If the public and third-party payers feel that we are merely practitioners of our art, we are not seen as initiators, researchers and scholars, but rather as riding on the coattails of our medical colleagues, and sometimes even as being out of touch with “real” medicine. Meanwhile the quiet re-engineering of “midlevel providers” has chipped away at our years of training to leave us dangling five letters away from being family nurse practitioners. The root of the problem may be in the use of the term “family practitioner” by the lay public, and even our own colleagues. In fact, many of our members don't realize that AAFP stands for American Academy of Family Physicians (that's right folks, it's not “Practitioners”).

To our patients this heavy discussion of semantics will certainly go unnoticed. Many of my older patients have never even caught on to the term family practice and still refer to me as a GP. I don't have a problem with that. If they ask, I'll patiently explain that I spent three years in training to become board certified as a family physician, after which they go on their merry way saying: “He still looks like he's in grade school, but he's sure a nice GP.” Insurance companies, on the other hand, take a different tack. Our local insurance monopoly pays me 15 percent less than my internist colleagues for the same CPT code, as if practitioner meant Deep Discount, Garage Sale and Blue Light Special.

So in family medicine, “To OB or not to OB” may not be the question. Rather, it is “Who are we?” One need look no further than the various organizations devoted to our specialty to see the disparity in titles. The Society of Teachers of Family Medicine. The American Board of Family Practice. The American Academy of Family Physicians. Are those three different specialties? I am certain this adds to the confusion of medical students interested in what we do, and we all know the lay public is confused enough. Just yesterday a new patient came in with a stye on her left upper eyelid: “I wasn't sure if I should see a dermatologist or an ophthalmologist,” she said, “so I thought maybe you could help me decide.” I congratulated her on having already made the correct choice.

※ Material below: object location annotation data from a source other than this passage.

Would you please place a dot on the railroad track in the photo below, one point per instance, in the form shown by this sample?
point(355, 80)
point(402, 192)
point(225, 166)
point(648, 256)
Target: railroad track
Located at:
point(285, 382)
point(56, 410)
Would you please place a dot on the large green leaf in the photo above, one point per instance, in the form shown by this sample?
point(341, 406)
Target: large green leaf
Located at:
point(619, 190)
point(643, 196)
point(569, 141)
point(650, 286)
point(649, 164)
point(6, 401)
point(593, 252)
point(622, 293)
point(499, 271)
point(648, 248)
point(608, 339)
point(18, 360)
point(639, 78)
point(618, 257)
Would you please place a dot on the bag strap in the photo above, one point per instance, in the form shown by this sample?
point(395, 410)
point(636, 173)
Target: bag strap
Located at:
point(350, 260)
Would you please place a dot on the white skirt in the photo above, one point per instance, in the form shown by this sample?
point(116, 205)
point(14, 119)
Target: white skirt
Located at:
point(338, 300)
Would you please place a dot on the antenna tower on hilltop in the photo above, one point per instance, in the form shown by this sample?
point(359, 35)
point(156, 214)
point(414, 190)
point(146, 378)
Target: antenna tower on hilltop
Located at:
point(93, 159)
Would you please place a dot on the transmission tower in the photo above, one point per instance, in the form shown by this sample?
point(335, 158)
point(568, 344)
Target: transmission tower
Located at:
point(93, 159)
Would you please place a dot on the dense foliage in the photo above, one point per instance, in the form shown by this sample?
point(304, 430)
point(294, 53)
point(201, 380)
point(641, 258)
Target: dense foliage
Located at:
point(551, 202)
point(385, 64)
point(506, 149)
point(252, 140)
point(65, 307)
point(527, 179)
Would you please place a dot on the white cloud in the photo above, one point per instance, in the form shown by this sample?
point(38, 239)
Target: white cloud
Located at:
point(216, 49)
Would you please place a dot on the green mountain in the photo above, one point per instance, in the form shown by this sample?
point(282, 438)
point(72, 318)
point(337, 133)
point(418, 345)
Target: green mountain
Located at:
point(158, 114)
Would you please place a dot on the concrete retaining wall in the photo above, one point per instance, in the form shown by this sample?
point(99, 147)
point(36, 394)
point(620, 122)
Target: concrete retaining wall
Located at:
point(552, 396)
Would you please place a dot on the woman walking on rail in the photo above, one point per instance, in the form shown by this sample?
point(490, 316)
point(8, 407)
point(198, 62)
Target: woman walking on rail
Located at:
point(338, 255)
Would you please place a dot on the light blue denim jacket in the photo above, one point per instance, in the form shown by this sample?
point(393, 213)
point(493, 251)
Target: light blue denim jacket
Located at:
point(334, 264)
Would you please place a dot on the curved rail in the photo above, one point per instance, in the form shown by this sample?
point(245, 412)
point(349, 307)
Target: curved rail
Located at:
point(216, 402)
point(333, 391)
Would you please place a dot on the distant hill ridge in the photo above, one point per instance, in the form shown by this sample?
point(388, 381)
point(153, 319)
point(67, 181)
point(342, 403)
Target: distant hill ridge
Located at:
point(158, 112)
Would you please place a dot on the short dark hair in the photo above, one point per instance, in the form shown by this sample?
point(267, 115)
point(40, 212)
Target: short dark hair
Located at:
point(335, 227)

The term family practice refers in fact to putting our knowledge into action: Even more properly, the term refers more to the office you work at, a family practice, rather than the field you trained in, which is family medicine.

Enough practice! Get it right

The simple question I wish to raise is this: Can we divorce ourselves from the evil term family practitioner without also having to give up the term family practice? I submit that insurance companies and the lay public do not distinguish between the terms; and unfortunately neither do a lot of family physicians. Some may feel I am throwing out the baby with the bathwater, but I think that the only way to completely avoid the negative connotations of the term practitioner is to universally adopt the term family medicine as the proper title of our specialty. Why? I went to medical school to become a physician. I wanted to practice medicine. Family medicine. Those are the terms I prefer and by which I define my career. “My doctor practices family medicine.” This represents the combination of two words much revered in our society, including the oldest and most revered description of our art and calling.

Will universally adopting the term family medicine as the title of our specialty cause the insurance companies to bow at our feet and “closed” hospitals to throw open their delivery suites with trumpets blaring and red carpet? Of course not. On the other hand, standardization of the terms family physician and family medicine could have a lot of impact over the next few decades on public perception by clarifying the nature of our specialty to laypersons, third-party payers, our fellow physicians and, of course, the next crop of medical students.